Crisi StarTech, il tavolo a Roma slitta al 9 giugno. Venerdì il presidio a Trieste
L’ok allo slittamento del tavolo di crisi è arrivato dopo la conferma del regolare pagamento degli stipendi di maggio ai 320 dipendenti

Come previsto, alla fine l’ok allo slittamento del tavolo di crisi su StarTech al ministero delle Imprese e del made in Italy (Mimit) è arrivato dopo la conferma del regolare pagamento degli stipendi di maggio ai 320 dipendenti.
Venerdì 29 maggio ci sarà invece il presidio dei lavoratori davanti alla Prefettura di Trieste in piazza Unità: i dipendenti vogliono presentare le loro istanze al commissario del governo per il Friuli Venezia Giulia, Giuseppe Petronzi. Chiederanno chiarezza sul futuro e risposte dall’esecutivo.
Il tavolo
L’incontro si terrà martedì 9 giugno alle 17 a Roma invece che il 3 giugno come inizialmente previsto. La richiesta di rinvio era stata inviata alle istituzioni dal ceo di StarTech Novica Mrdovic Vianello, in quanto, ha detto, mercoledì sarà a New York, in quanto convocato a incontri con fondi d’investimento americani «interessati a partecipare all’aumento di capitale» previsto dal piano di rilancio del ceo. Occhi e speranze puntati dunque sulla partenza per gli Stati Uniti del team al vertice dell’azienda, che avverrà lunedì.
Il tavolo di crisi, come noto, si è riaperto al dicastero guidato da Adolfo Urso proprio quando le paghe di aprile dei 320 lavoratori sono slittate di due settimane, un fulmine a ciel sereno che ha lasciato in ansia e in difficoltà le famiglie, tra 14 giorni di impegni e promesse non mantenute. Solo allora, infatti è emersa la notizia più allarmante: i due soggetti annunciati come principali finanziatori dell’ambizioso piano di rilancio industriale del sito produttivo non sono mai entrati nell’assetto societario e sono anzi usciti dal progetto.
All’appuntamento del 9 giugno, la Regione, con gli assessori al Lavoro Alessia Rosolen e alle Attività produttive Sergio Emidio Bini, hanno messo in chiaro che si aspettano di vedere nomi concreti.

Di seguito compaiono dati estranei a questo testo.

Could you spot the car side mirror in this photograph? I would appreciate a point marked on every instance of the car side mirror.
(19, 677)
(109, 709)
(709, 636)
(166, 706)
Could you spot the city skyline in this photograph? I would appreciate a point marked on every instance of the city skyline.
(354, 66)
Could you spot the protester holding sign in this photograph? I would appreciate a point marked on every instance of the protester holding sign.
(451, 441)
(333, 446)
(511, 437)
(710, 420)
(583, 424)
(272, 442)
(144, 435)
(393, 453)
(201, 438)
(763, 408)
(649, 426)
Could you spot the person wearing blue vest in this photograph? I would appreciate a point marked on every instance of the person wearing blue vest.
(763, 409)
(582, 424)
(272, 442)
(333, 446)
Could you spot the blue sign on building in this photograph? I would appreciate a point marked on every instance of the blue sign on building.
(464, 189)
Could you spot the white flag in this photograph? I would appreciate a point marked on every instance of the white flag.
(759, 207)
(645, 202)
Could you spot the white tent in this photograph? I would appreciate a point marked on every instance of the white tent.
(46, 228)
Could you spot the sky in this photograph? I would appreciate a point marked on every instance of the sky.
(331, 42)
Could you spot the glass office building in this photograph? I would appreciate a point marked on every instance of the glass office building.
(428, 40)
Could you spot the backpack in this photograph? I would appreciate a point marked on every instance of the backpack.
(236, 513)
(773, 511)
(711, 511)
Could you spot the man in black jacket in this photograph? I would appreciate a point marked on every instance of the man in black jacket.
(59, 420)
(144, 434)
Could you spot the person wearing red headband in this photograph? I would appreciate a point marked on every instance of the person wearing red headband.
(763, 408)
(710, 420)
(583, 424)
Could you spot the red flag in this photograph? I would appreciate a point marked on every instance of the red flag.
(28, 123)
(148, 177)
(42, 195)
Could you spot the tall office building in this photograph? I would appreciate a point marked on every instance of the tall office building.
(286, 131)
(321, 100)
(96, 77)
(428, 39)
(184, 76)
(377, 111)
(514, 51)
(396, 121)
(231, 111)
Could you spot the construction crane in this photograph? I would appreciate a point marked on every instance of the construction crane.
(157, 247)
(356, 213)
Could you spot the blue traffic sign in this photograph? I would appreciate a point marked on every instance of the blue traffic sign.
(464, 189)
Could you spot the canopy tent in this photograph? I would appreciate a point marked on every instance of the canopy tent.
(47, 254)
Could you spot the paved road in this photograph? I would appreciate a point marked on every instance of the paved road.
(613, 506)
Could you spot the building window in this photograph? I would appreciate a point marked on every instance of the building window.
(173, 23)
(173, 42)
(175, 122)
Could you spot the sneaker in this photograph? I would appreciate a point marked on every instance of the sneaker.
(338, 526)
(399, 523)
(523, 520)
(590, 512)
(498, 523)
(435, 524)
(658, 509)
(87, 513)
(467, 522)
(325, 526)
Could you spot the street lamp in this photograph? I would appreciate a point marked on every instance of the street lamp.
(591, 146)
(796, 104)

L’ok allo slittamento del tavolo è arrivato, con ogni probabilità, considerando positivamente l’avvenuto pagamento degli stipendi di maggio maggiorati del 5%, come da impegni presi al precedente incontro.
Il presidio
Tutti auspicano che questi incontri possano portare soluzioni ai problemi di liquidità dell’azienda, ma i lavoratori scenderanno in piazza con un presidio davanti alla Prefettura di Trieste in piazza Unità, in occasione del quale è stato indetto anche uno sciopero di quattro ore.
Tante sono infatti le domande aperte su quanto successo finora e sulla direzione in cui andrà lo storico stabilimento di componentistica elettronica di strada al Monte d’Oro. C’è ad esempio la questione del golden power: questo il motivo perché uno dei due investitori - una società israeliana, NewPhotonics - si è allontanato, secondo quanto asserito dal ceo, versione però smentita in un’intervista al Piccolo dell’ad di NewPhotonics.